Ergenekon Davası'nın yolundan giden şike operasyonu
Şike iddialarına ilişkin soruşturmayı, dönemin "Ergenekon" savcısı Zekeriya Öz, İstanbul Cumhuriyet Başsavcıvekilliği'ne atanması öncesi, Aralık 2010'da başlatmıştı. Soruşturmanın Öz'e gelen bir ihbar mektubu ile başlatıldığı belirtilmişti.

Geçtiğimiz gün basına yansıyan iddianameyle ilgili ilginç bir yön haberlerde öne çıktı. İki gizli tanığın bulunduğu iddianamede Ergenekon Davası'nda da yer aldığı belirtilen "Gizli Tanık-1"in, "Aziz Yıldırım ile suç örgütü lideri Sedat Peker arasındaki bağlantıları anlattığı" ifadesinin bir örneğinin, Ergenekon dosyasından istenilerek iddianameye konulduğu öğrenildi. İddianamede "Gizli Tanık-1"in, "Aziz Yıldırım'ı Fenerbahçe Kulübü Başkanlığı'na Ergenekon'un seçtirdiği" iddiası yer aldı.

Şike soruşturması ve operasyonları başından beri basında bir biçimde "Ergenekon" ile ilişkilendirilerek ele alındı. Şike operasyonu sırasında oldukça merkezi bir rol oynayan yandaş medyada, Ergenekon soruşturması ile aynı düzlemde ve yöntemlerle ele aldığı şike olayında, "AKP hükümetinin seçimlerin ardından yeni döneme daha güçlü girdiği, şike soruşturmasının bunun en önemli göstergesi olduğu" yazıldı. Zaman gazetesinden Hüseyin Gülerce konu hakkında günlerce yazdığı köşesinde, şike operasyonunu açıkça Ergenekon'a benzeterek soruşturmanın siyasi bir yönü bulunduğunu bizzat açık etti.

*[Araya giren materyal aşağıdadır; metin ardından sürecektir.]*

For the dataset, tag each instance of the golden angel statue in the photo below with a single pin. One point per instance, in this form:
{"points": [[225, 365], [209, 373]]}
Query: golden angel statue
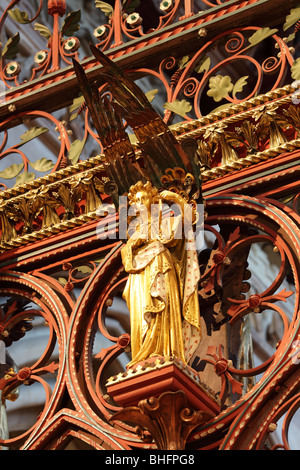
{"points": [[162, 288]]}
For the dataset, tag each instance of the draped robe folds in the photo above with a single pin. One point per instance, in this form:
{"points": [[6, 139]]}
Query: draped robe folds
{"points": [[162, 298]]}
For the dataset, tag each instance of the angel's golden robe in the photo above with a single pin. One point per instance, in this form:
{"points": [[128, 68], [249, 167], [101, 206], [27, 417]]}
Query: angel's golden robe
{"points": [[162, 297]]}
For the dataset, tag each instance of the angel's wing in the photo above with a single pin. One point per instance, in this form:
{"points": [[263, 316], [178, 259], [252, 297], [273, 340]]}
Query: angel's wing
{"points": [[159, 147]]}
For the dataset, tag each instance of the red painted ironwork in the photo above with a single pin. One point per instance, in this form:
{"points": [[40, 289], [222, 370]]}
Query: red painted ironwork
{"points": [[55, 269]]}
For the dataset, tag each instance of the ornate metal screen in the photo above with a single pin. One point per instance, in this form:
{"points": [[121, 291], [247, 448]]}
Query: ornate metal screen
{"points": [[223, 77]]}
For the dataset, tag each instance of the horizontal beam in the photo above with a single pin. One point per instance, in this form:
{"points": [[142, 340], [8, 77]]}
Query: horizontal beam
{"points": [[58, 89]]}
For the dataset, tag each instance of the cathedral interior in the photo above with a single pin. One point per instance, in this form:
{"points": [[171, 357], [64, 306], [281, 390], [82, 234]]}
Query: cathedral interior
{"points": [[222, 78]]}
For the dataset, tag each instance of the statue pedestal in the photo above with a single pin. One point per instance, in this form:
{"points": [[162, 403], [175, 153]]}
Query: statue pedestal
{"points": [[158, 375]]}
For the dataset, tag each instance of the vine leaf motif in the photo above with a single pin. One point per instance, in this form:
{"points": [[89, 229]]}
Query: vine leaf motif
{"points": [[179, 107], [12, 171], [43, 30], [295, 69], [130, 6], [292, 18], [219, 87], [151, 94], [31, 134], [167, 418], [25, 177], [239, 85], [203, 65], [71, 23], [20, 17], [293, 116], [223, 369], [11, 48]]}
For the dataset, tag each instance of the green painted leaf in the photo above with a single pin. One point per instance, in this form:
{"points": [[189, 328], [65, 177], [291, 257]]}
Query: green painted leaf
{"points": [[75, 150], [42, 165], [71, 23], [179, 107], [295, 69], [105, 7], [32, 133], [219, 87], [11, 48], [25, 177], [43, 30], [11, 171], [239, 86], [260, 35], [19, 16], [292, 18], [151, 95], [203, 65]]}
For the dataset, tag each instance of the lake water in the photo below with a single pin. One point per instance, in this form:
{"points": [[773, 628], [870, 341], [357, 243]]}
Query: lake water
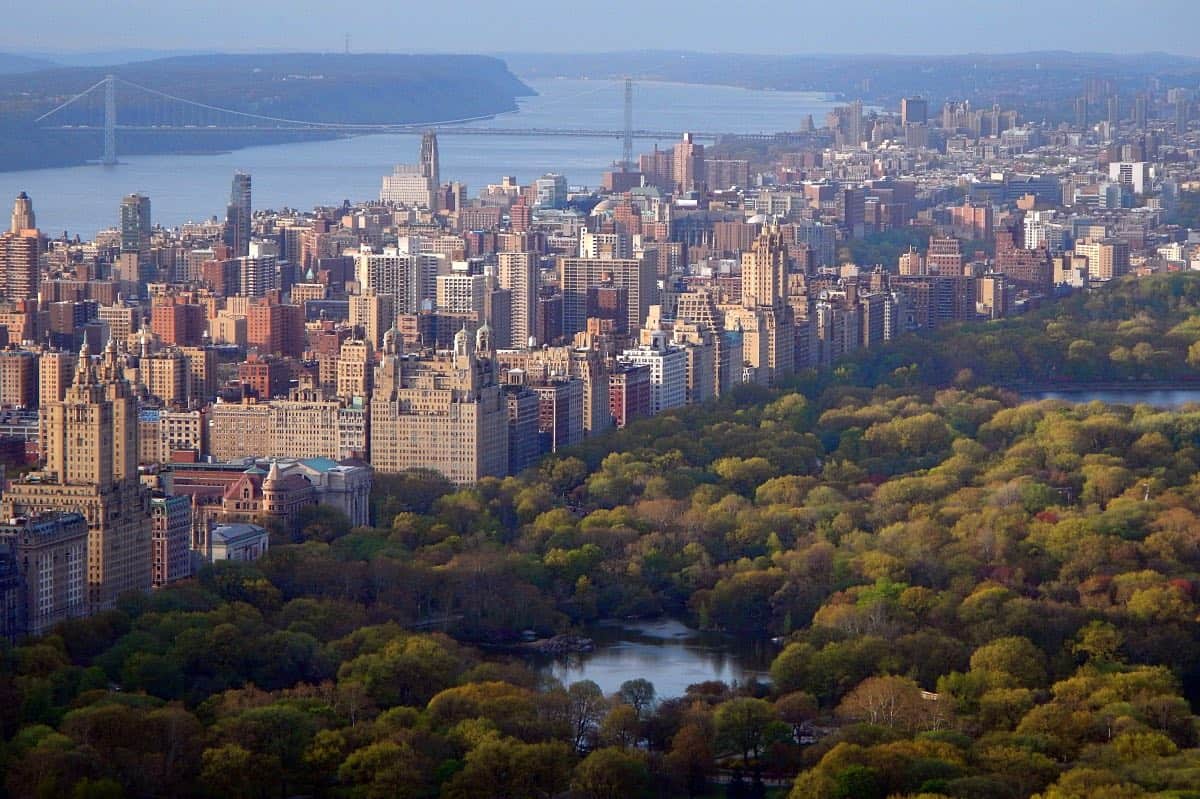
{"points": [[183, 187], [666, 653], [1165, 398]]}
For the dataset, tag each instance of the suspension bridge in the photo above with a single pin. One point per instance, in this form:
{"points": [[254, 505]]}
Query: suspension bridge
{"points": [[156, 112]]}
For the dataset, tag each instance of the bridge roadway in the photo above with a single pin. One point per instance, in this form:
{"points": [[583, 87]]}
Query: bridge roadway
{"points": [[450, 130]]}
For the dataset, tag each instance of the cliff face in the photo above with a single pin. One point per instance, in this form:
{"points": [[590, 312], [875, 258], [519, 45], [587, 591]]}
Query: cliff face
{"points": [[397, 89]]}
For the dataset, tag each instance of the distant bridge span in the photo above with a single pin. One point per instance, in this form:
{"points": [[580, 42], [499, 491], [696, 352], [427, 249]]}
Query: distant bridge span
{"points": [[366, 130], [163, 113]]}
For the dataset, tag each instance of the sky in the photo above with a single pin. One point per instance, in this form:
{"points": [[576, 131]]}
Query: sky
{"points": [[897, 26]]}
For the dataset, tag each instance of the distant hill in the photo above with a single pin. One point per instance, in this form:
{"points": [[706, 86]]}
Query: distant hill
{"points": [[13, 64], [323, 88], [1037, 84]]}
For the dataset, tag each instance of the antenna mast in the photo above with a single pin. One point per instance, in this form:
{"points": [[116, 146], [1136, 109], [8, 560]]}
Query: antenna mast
{"points": [[627, 158]]}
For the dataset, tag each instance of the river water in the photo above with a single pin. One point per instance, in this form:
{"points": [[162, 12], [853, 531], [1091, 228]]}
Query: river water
{"points": [[666, 653], [193, 187]]}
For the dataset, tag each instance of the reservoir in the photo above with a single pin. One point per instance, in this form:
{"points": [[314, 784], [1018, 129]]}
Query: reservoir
{"points": [[1165, 398], [193, 187], [666, 653]]}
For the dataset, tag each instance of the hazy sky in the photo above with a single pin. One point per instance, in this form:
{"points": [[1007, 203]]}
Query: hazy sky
{"points": [[545, 25]]}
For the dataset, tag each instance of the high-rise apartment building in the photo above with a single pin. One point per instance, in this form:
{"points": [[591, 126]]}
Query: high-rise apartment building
{"points": [[445, 413], [637, 276], [517, 272], [430, 162], [1107, 259], [411, 278], [688, 164], [52, 554], [461, 293], [90, 445], [766, 319], [23, 215], [550, 191], [354, 370], [945, 256], [372, 314], [239, 215], [913, 110], [136, 224], [171, 524], [19, 270]]}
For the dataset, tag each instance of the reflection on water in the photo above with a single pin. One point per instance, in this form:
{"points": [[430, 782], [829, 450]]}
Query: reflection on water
{"points": [[1168, 398], [666, 653]]}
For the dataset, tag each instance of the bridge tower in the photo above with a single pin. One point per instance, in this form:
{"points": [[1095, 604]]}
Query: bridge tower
{"points": [[627, 156], [109, 158]]}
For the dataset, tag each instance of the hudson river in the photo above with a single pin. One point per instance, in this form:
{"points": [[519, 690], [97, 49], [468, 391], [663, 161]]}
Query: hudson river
{"points": [[181, 187]]}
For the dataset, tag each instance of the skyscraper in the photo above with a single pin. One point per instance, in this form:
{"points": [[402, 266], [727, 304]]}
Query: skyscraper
{"points": [[517, 272], [238, 215], [688, 164], [19, 272], [136, 223], [445, 413], [913, 110], [90, 444], [23, 214], [430, 166], [766, 319]]}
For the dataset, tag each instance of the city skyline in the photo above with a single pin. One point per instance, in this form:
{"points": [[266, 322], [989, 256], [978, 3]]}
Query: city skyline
{"points": [[922, 28]]}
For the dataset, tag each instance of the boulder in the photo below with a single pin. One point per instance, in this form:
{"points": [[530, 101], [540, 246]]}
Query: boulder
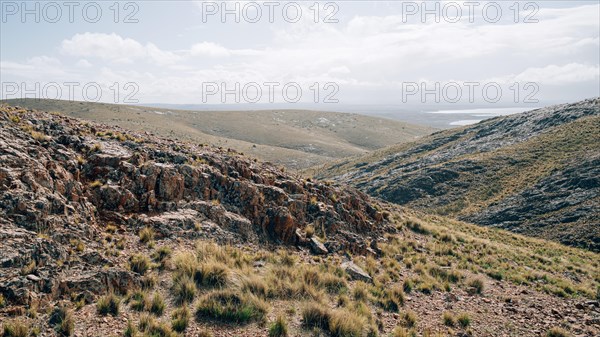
{"points": [[356, 272], [317, 247]]}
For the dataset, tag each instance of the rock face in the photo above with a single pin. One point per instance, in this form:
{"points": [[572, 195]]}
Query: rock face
{"points": [[64, 182], [535, 173], [355, 271]]}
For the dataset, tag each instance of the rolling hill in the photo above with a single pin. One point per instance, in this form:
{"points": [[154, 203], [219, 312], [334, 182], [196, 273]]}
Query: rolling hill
{"points": [[535, 173], [106, 231], [294, 138]]}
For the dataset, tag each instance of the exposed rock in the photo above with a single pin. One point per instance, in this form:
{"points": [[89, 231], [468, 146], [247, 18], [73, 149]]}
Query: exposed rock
{"points": [[535, 173], [317, 247], [356, 272], [62, 182]]}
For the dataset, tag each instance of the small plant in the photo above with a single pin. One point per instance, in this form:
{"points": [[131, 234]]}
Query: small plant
{"points": [[448, 319], [146, 234], [230, 306], [557, 332], [78, 245], [463, 319], [40, 137], [476, 285], [29, 268], [130, 330], [180, 319], [157, 304], [62, 321], [416, 226], [310, 230], [184, 289], [212, 274], [15, 328], [108, 305], [95, 184], [392, 299], [345, 323], [409, 318], [314, 315], [278, 328], [400, 332], [359, 292], [137, 300], [139, 263]]}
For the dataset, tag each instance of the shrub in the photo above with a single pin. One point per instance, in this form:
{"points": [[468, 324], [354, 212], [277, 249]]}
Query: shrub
{"points": [[345, 323], [310, 229], [212, 274], [137, 300], [400, 332], [359, 292], [448, 319], [184, 289], [332, 283], [62, 321], [146, 234], [185, 263], [315, 315], [416, 226], [230, 306], [463, 319], [139, 263], [108, 304], [255, 285], [557, 332], [15, 328], [130, 330], [408, 285], [409, 318], [278, 328], [161, 255], [392, 299], [180, 319], [476, 285], [157, 304]]}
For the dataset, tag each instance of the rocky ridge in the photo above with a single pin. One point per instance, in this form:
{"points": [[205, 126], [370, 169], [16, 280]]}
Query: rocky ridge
{"points": [[534, 173], [64, 183]]}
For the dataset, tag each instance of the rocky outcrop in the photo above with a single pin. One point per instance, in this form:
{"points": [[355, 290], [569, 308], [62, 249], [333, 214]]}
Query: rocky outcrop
{"points": [[534, 173], [64, 182]]}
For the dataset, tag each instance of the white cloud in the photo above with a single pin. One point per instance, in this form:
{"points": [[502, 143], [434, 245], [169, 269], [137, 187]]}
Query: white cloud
{"points": [[114, 48], [560, 75]]}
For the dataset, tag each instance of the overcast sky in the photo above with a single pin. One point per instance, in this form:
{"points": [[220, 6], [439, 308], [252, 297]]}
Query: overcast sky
{"points": [[367, 52]]}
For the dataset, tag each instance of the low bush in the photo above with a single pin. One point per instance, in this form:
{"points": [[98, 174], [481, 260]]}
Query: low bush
{"points": [[231, 306], [108, 305]]}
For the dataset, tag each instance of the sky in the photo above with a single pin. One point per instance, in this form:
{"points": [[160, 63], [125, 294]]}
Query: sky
{"points": [[452, 53]]}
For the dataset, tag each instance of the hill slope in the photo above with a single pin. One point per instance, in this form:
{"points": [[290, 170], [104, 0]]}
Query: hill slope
{"points": [[536, 173], [294, 138], [104, 231]]}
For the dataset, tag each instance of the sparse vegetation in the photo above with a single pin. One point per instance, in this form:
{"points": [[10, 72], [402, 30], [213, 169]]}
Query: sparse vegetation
{"points": [[157, 304], [279, 328], [108, 305], [463, 319], [146, 234], [139, 263], [62, 321], [184, 289], [231, 306], [180, 319], [15, 328]]}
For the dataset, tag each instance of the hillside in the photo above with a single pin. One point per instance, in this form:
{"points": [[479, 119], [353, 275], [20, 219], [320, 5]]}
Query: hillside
{"points": [[293, 138], [535, 173], [105, 231]]}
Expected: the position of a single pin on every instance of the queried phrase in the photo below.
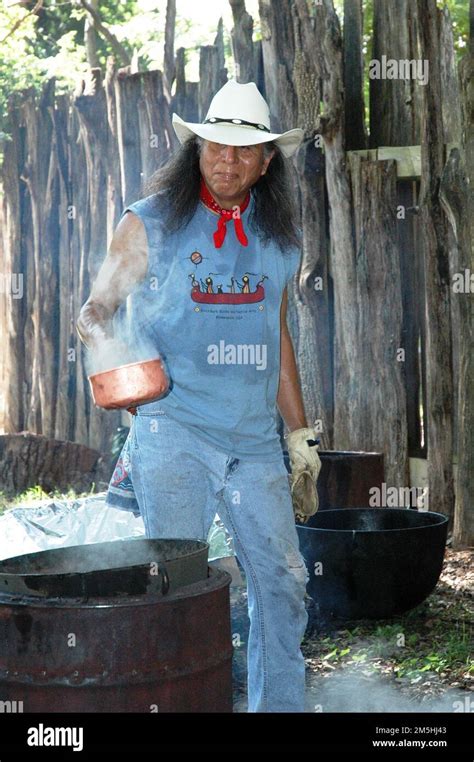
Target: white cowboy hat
(238, 116)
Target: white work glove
(305, 468)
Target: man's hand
(305, 468)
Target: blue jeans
(181, 482)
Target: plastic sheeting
(29, 528)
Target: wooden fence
(379, 331)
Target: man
(222, 208)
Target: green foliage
(36, 495)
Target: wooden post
(356, 137)
(242, 44)
(435, 246)
(395, 103)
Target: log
(458, 204)
(435, 246)
(378, 418)
(242, 45)
(28, 460)
(13, 324)
(356, 137)
(168, 59)
(278, 49)
(311, 292)
(127, 93)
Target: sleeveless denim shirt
(214, 317)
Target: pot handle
(165, 580)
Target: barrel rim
(443, 520)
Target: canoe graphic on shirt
(203, 297)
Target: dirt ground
(421, 661)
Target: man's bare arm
(289, 399)
(124, 267)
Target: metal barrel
(346, 478)
(145, 653)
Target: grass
(37, 494)
(411, 648)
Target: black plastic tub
(372, 563)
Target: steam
(345, 690)
(114, 352)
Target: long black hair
(273, 217)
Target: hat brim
(237, 135)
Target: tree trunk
(435, 245)
(90, 37)
(395, 103)
(456, 190)
(168, 62)
(242, 44)
(356, 137)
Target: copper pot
(132, 384)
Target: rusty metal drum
(129, 653)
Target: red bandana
(225, 216)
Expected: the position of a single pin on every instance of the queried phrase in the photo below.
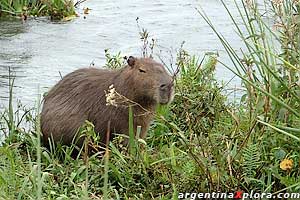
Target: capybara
(81, 95)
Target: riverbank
(200, 143)
(56, 10)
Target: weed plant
(199, 143)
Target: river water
(38, 50)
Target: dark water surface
(38, 50)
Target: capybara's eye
(141, 70)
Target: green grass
(55, 9)
(200, 143)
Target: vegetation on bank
(200, 143)
(55, 9)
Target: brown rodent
(80, 96)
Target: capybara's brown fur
(80, 96)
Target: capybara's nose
(166, 86)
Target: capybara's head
(149, 81)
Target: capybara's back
(80, 96)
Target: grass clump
(199, 143)
(56, 9)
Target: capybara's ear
(131, 61)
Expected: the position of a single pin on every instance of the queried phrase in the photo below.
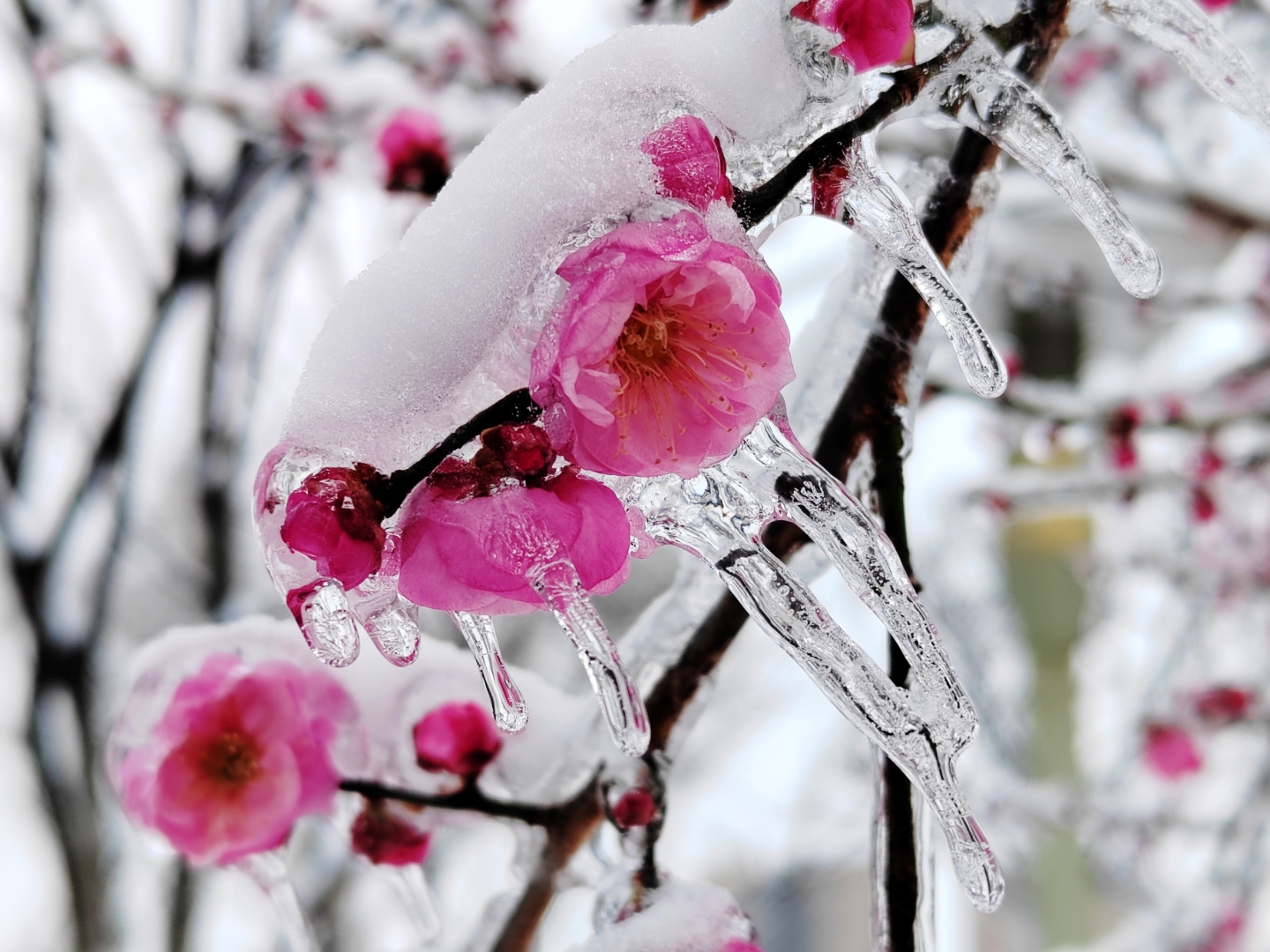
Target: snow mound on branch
(681, 917)
(439, 326)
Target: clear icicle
(412, 886)
(504, 698)
(619, 698)
(992, 100)
(1185, 32)
(329, 626)
(879, 211)
(270, 874)
(719, 516)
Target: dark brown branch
(470, 799)
(517, 406)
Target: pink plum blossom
(1169, 752)
(415, 152)
(240, 755)
(385, 838)
(458, 738)
(334, 519)
(690, 163)
(667, 348)
(467, 547)
(874, 32)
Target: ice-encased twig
(504, 698)
(984, 95)
(412, 886)
(718, 517)
(328, 625)
(878, 210)
(1185, 32)
(270, 874)
(619, 698)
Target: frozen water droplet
(394, 632)
(880, 212)
(619, 698)
(1004, 108)
(1185, 32)
(329, 626)
(412, 886)
(504, 697)
(270, 874)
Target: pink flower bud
(383, 837)
(690, 163)
(458, 738)
(874, 32)
(635, 807)
(415, 152)
(1224, 704)
(1169, 752)
(334, 519)
(666, 351)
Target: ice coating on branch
(1186, 33)
(992, 100)
(719, 517)
(878, 210)
(450, 294)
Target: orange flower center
(231, 759)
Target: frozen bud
(415, 152)
(1203, 505)
(458, 738)
(1169, 752)
(1224, 704)
(524, 450)
(666, 351)
(690, 163)
(1120, 429)
(478, 554)
(874, 32)
(635, 807)
(240, 755)
(334, 519)
(384, 837)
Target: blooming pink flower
(1224, 704)
(383, 837)
(239, 755)
(874, 32)
(415, 152)
(690, 163)
(667, 348)
(1169, 752)
(467, 553)
(456, 738)
(635, 807)
(334, 519)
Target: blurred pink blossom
(239, 755)
(469, 553)
(458, 738)
(667, 348)
(874, 32)
(334, 519)
(415, 152)
(383, 837)
(690, 163)
(1169, 752)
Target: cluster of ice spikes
(626, 299)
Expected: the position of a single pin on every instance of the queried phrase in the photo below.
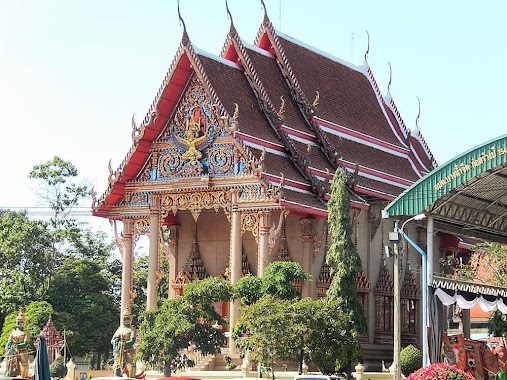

Şike soruşturması kapsamında operasyonların başladığı Temmuz ayı başında, şüphelilere ait telefon kayıtları dışında Emniyet ve Savcılığın elinde bulunan, kulüp yöneticileri ile bazı aracıların yer aldığı fotoğraflar da "şikenin belgesi" olarak basına servis edilmişti. "Futboldaki kiri temizlemek" için yapıldığı iddia edilen şike soruşturmasının başından bu yana, gizlilik kararı olmasına rağmen, "belge" ve telefon kayıtlarının basına servis edilmesi ve soruşturma sürecinde en temel hukuk ilkelerine bile uyulmaması, soruşturmanın güvenilirliğini oldukça azaltmış, soruşturmanın gerçek amacı konusundaki soru işaretlerini artırmıştı.

AKP'nin güdümündeki yargı mekanizması bir yana, tıpkı Ergenekon ve benzeri soruşturma süreçlerinde olduğu gibi medyaya "belge" servis edilmesi, şike operasyonunun da "belge" sızdırılan diğer davalarda olduğu gibi AKP iktidarı tarafından yönlendirildiği düşüncesine kaynaklık etti.